You are given an array of integers that chronicles a sequence of events across alternating phases of a project. Even numbers represent structured review phases, while odd numbers stand for creative brainstorming sessions. Your task is to locate the longest contiguous segment in which these phases strictly alternate—an even value must be followed by an odd value, and vice versa, without interruption. Duplicates and repeated parity sequences are allowed across the array, but any break in the alternation ends the current segment.

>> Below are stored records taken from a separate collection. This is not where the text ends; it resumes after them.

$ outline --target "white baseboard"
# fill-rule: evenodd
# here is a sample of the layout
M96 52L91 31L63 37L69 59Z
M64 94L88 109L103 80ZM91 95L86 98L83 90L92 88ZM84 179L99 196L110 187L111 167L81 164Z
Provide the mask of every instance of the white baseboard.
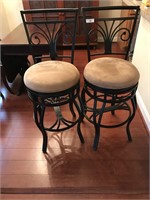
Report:
M140 111L142 113L142 116L143 116L143 119L145 121L145 124L147 126L147 129L149 131L149 134L150 134L150 115L145 107L145 104L139 94L139 92L137 91L136 93L136 96L137 96L137 103L138 103L138 106L140 108Z

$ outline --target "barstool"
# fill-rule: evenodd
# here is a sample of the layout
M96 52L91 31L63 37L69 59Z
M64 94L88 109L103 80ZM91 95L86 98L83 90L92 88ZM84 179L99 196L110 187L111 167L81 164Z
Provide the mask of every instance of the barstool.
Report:
M77 16L78 8L21 11L35 63L26 70L24 83L33 102L35 123L43 135L44 153L48 132L65 131L75 125L84 143L78 126L83 114L80 74L73 65Z
M114 13L113 17L105 15L109 11ZM129 16L128 13L133 11L134 14ZM130 124L137 109L136 90L140 75L137 68L127 59L139 7L84 7L82 12L89 61L83 73L84 87L81 94L83 118L85 117L94 126L93 149L97 150L101 128L126 125L128 140L132 140ZM94 17L96 12L97 18ZM127 27L129 23L131 26ZM125 43L124 49L120 48L121 42ZM117 111L127 112L127 116L119 121L103 120L107 113L115 116L118 114Z
M77 68L64 61L43 61L32 65L24 74L24 83L28 96L33 102L34 120L43 135L42 150L46 153L48 136L47 132L58 132L72 128L80 122L82 106L79 96L80 74ZM65 117L60 107L65 107L65 112L70 111ZM48 109L53 108L53 109ZM46 113L50 111L50 125L45 120ZM78 126L77 126L78 127ZM81 143L83 136L78 131Z

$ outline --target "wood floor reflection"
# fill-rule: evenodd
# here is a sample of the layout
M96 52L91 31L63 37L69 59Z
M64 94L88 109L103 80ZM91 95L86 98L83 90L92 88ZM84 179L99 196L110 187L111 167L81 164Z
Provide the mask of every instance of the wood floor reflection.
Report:
M75 56L82 87L86 52L78 50ZM61 199L67 199L67 194L84 194L85 199L86 195L91 199L98 199L98 195L99 199L117 199L117 195L148 199L148 133L139 110L131 125L133 142L128 142L124 127L102 129L95 152L94 130L85 120L85 144L80 143L73 127L63 133L49 133L48 153L43 154L42 136L34 124L32 104L25 90L20 96L7 92L5 96L0 111L2 193L61 194ZM111 117L108 115L107 120Z

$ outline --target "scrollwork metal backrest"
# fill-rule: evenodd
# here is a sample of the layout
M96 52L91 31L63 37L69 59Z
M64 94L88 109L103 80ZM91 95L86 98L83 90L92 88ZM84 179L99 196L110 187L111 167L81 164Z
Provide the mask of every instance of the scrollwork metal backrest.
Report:
M66 57L73 62L77 14L77 8L21 11L31 53L40 54L36 47L41 46L52 60ZM26 20L28 15L32 19ZM71 53L59 54L58 50L67 45L70 46Z
M108 12L109 11L109 12ZM118 12L117 15L110 12ZM134 12L130 15L129 13ZM110 7L84 7L82 8L85 33L87 36L88 59L91 56L104 54L124 55L125 59L129 54L137 17L138 6L110 6ZM97 12L97 17L93 17ZM94 15L93 15L94 13ZM107 16L108 14L108 16ZM117 51L113 44L125 44L124 49ZM91 53L91 47L95 47L95 52ZM119 46L118 46L119 47Z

Imagine observing a timeline of workdays on a large board. Blue cards are pinned for even-numbered tasks, red cards for odd-numbered tasks. The project manager wants the longest stretch where the colors switch back and forth in a consistent rhythm, illustrating a perfectly balanced cadence between structure and imagination. As soon as two same-colored cards sit side by side, the alternating rhythm ends, and a new streak must begin.

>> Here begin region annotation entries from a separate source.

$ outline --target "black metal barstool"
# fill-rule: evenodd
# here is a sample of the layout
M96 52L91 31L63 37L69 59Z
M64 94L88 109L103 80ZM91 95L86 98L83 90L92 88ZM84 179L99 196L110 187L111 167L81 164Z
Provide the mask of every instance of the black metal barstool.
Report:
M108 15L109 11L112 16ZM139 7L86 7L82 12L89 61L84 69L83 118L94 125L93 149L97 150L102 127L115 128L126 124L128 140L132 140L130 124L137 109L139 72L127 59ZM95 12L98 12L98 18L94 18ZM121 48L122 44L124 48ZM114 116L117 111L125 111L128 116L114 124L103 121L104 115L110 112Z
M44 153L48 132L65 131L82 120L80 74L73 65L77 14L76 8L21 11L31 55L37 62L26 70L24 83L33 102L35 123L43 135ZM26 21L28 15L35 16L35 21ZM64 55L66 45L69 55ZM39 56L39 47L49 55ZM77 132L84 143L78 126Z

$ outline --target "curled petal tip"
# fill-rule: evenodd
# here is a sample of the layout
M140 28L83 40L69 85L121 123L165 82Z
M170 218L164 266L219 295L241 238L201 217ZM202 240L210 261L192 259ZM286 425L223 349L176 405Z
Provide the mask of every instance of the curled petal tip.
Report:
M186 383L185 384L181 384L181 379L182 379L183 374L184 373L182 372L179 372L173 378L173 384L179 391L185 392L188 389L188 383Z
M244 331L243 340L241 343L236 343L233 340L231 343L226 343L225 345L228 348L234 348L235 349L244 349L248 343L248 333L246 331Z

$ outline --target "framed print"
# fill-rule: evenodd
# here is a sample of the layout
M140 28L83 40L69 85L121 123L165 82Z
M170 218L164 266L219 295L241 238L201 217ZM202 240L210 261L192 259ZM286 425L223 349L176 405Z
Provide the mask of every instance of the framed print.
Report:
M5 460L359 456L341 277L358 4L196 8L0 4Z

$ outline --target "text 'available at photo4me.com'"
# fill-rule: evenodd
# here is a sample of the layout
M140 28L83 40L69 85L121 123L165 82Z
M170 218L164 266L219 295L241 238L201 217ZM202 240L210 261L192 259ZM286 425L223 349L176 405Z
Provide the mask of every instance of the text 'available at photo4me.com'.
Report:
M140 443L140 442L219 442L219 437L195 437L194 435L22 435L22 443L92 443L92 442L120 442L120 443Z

If the array consists of a single number, the longest alternating subarray is length 1. When no two elements switch parity consecutively, the result is also 1, because each individual number is a trivial alternating segment. Negative numbers follow the same parity rules based on their remainder when divided by 2. The challenge tests your ability to track local patterns and determine the maximum span that preserves the alternating parity pattern.

Example 1:

Input: nums = [3,2,5,8,7,6]
Output: 6
Explanation: The entire array alternates odd-even-odd-even-odd-even.

Example 2:

Input: nums = [1,1,2,3]
Output: 3
Explanation: The longest alternating subarray is [1,2,3], with length 3.

Example 3:

Input: nums = [4,4,4,4]
Output: 1
Explanation: No alternation occurs, so the maximum length is 1.